Is the Paycheck Protection Program (PPP) and 7(a) loan totally separate or are they the same? Are both directly through a lender?
  • They are essentially separate—with different loan features, requirements, and restrictions—but all lenders authorized to make 7(a) loans are authorized to make PPP loans. More information can be found on our fact sheet or through SBA regulations here.

 

How are tips and commission salaries calculated into Paycheck Protection Program (PPP) and Employment Retention Tax Credit (ERTC)?
  • For information on how eligible compensation is calculated under the PPP, please click here. For more information on how the ERTC calculates eligible compensation, please click here.

 

The SBA loan asks for amount of loss.

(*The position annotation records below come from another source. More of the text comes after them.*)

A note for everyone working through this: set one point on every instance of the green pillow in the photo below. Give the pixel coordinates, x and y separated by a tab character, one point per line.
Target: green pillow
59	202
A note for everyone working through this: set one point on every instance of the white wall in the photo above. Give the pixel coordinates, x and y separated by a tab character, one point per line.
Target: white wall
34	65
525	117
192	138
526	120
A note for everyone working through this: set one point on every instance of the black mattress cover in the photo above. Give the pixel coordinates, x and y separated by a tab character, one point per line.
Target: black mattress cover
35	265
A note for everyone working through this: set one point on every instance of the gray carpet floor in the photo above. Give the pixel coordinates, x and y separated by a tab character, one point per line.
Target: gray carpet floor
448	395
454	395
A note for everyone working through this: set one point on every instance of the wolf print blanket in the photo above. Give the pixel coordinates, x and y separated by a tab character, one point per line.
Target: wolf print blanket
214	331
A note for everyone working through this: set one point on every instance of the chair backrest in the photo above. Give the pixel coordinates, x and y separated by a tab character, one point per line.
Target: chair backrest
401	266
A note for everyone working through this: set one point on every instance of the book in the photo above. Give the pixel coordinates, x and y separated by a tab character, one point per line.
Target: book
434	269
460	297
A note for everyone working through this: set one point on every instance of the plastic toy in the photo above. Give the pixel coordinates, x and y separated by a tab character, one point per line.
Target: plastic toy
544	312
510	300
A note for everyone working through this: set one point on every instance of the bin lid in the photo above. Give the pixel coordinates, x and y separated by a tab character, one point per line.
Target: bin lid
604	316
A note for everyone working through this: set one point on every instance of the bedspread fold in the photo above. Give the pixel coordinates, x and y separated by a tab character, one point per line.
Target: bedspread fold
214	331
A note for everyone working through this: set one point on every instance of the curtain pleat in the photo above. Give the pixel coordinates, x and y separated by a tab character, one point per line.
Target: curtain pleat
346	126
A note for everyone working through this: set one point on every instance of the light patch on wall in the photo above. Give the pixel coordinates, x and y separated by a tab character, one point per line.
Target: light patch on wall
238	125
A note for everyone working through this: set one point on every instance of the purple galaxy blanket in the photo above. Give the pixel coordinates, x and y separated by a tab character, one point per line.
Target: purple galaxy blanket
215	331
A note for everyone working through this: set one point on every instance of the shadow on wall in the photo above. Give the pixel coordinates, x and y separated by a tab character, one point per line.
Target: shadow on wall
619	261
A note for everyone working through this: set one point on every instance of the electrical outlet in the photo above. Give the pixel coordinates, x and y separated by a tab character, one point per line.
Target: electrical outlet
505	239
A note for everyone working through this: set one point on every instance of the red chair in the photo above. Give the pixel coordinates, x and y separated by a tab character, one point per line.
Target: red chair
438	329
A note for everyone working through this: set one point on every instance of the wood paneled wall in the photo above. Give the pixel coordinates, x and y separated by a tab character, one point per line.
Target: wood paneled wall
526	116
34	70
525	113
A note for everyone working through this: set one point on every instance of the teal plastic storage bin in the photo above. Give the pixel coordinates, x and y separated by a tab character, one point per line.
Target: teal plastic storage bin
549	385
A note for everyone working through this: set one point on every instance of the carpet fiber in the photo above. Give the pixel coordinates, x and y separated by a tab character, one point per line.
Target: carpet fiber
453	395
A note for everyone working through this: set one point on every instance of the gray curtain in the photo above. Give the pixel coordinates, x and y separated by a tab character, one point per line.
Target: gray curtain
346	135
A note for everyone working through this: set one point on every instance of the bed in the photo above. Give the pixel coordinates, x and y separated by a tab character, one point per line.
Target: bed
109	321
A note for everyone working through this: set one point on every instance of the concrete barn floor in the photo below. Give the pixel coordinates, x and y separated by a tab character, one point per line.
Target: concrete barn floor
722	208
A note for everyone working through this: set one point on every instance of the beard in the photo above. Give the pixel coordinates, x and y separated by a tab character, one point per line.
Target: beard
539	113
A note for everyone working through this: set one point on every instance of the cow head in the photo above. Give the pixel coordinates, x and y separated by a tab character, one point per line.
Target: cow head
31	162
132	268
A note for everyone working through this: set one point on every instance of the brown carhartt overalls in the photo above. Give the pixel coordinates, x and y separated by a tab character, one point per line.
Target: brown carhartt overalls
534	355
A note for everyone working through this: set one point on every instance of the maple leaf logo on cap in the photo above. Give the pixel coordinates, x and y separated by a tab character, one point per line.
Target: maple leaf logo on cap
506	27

Do we put what our projected loss is or what we have currently lost so far?
  • “Substantial economic injury” is defined as the amount of ordinary and necessary expenses the borrower cannot cover due to the coronavirus outbreak. See our Disaster Loan fact sheet here.

 

If you previously applied for an SBA loan a few days before the CARES Act passed, do you need to reapply?
  • As the CARES Act changed or added relief options for small businesses that did not exist previously, you will need to apply separately to each relief program. Please refer to our eligibility guide.

 

Will the Main Street Lending programs have higher interest rates?
  • Information is not yet available for Main Street Lending Program assistance that will be offered, who qualifies and how to apply. U.S. Travel is working with the Treasury Department and Federal Reserve to ensure assistance is available soon.

 

Are you able to include severance for terminated staff into any of the relief options?
  • It is currently unclear, and we are working to find more guidance. Under the Exchange Stabilization Fund, in order to receive funding, businesses agree to certain limitations on compensation and severance, but details of application or process have not yet been made available.